In 2000 the Congress passed a law that for the first time made Registered Dietitians eligible providers of MNT under Medicare. However, the Congress limited the scope of MNT to patients with diabetes and renal diseases.

In 2007, the American Dietetic Association is supporting the expansion of Medicare MNT benefits in two different ways:

ADA is supports passage of The Medicare Medical Nutrition Therapy Act. This legislation will give the Centers for Medicare and Medicaid Services (CMS) the authority to use the National Coverage Determination process to determine what, if any, new diseases, conditions, or disorders also should be eligible for MNT. The bill does not mandate any expansion of the benefit; it only gives CMS the authority using a "necessary and reasonable" standard to review the scientific evidence to determine if additional coverage is warranted.

Expansion of the Medicare MNT benefit could allow patients with pre-diabetes or certain cardiovascular diseases to receive the therapy necessary to prevent the progression of their condition. The scientific evidence is clear that dietary modification, along with other lifestyle changes, is the most cost-effective treatment for these conditions.

ADA also strongly supports a bill to expand the definition of diabetes to include pre-diabetes for coverage of Medicare MNT. There are 54 million people with pre-diabetes in America. For a significant number of people with pre-diabetes, intervening early can reverse elevated blood glucose levels to normal range and prevent diabetes and its complications completely.
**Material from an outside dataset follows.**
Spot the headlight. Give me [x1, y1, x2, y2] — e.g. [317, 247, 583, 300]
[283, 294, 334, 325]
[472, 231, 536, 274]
Preventing diabetes and its complications will save lives and money. Diabetes is unique because its complications and their tremendous costs are preventable with currently available medical treatment. In 2002, the Diabetes Prevention Program study found that participants (all of whom were at increased risk of developing type 2 diabetes) who made lifestyle changes, reduced their risk of getting type 2 diabetes by 58 percent; and people aged 60 and older, reduced the development of diabetes by 71 percent. AHRQ has demonstrated that $2.5 billion in hospitalization costs alone could be saved by providing seniors with appropriate primary care.